The Indian mascot reduces indigenous people’s identity “to a caricature,’’ said Kempton Campbell, a 2019 Dartmouth High graduate who authored an independent study on mascots during his spring 2021 semester at the University of Connecticut.

He was one of two speakers at the meeting to call for the removal of the mascot. 

The mascot “leads to an environment more conducive to further stereotypes,’’ he said. 

The subcommittee was formed by the School Committee to explore diversity-related issues. A major focus of their work involves recommending to the School Committee whether to maintain or abolish the Dartmouth Indian mascot.

The logo issue has come up repeatedly in recent years, with sports teams and brands nationwide reexamining their minority representation and bills prohibiting Native American mascots for public schools introduced in the state legislature last year.

Dr. LaSella Hall, the president of the National Association for the Advancement of Colored People New Bedford, wrote to school officials in March expressing his organization’s frustration with inaction on the issue. 

In his letter, Hall included a list of 15 Massachusetts school districts that have already retired their Indian mascots, including Barnstable, Braintree, Hanover, and Pentucket.

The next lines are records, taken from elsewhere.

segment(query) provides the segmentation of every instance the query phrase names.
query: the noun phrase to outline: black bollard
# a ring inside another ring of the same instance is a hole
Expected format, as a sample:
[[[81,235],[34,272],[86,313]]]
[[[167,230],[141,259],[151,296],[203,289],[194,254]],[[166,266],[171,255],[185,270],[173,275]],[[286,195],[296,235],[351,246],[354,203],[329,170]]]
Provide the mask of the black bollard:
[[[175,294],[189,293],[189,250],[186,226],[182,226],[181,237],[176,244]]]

He wrote that mascots create a negative environment for indigenous people and noted that the school district has not consulted any tribal leadership on the issue. 

Dr. Laurel Davis-Delano, a sociologist who has studied Indian mascots for more than 25 years, told the subcommittee that studies found exposing indigenous youth to mascots such as the Dartmouth Indian creates stress, distress, depression, hostility and dysphoria.

The mascots also lead to Native American youth having lower self-esteem, a reduced capacity to imagine future accomplishments for themselves, and less confidence in their community’s ability to make a difference, she said. 

Davis-Delano noted that most Indian mascots are male and reflect the masculine role of chief or warrior, which overlooks the varied roles that community members play. 

“They’re erasing huge aspects of people’s lives,’’ she said. 

Nearly 600 recognized tribal nations live in the United States, she said, and “all have different cultures.’’ The Indian mascot represents “a Hollywood version of pseudo-native culture,’’ she added.

Campbell noted that the Indian came into prominence in the 1950s and that the mascot as it is currently depicted was created about 1974.

Prior to the 1950s, school uniforms simply carried the name “Dartmouth,’’ which he said countered the argument that the Indian has always been associated with the school.

The Dartmouth High alumnus argued that retiring the mascot is only a first step, adding that schools should also “develop a curriculum that teaches accurate depictions of native culture and history.”

He also wants the community to be engaged in “thoughtful discussion’’ on the topic to “foster a more just and humane citizenship.’’

Davis-Delano discouraged the committee from seeking public opinion on the issue. 

This “implies that non-native people should be making decisions about representations that are not them,’’ she said. 

She added that basing decisions on community viewpoints also “ignores the research findings.”

“If you have a mascot that’s this divisive, then how can it ever truly achieve the purpose of a mascot to begin with, which is to rally a school?’’ Dartmouth High principal Ross Thibault said.

The next Equality and Diversity Subcommittee meeting is at 6:30 p.m. July 13. Committee Chair Dr. Shannon Jenkins said members will ponder their next steps and might make a recommendation on the mascot issue.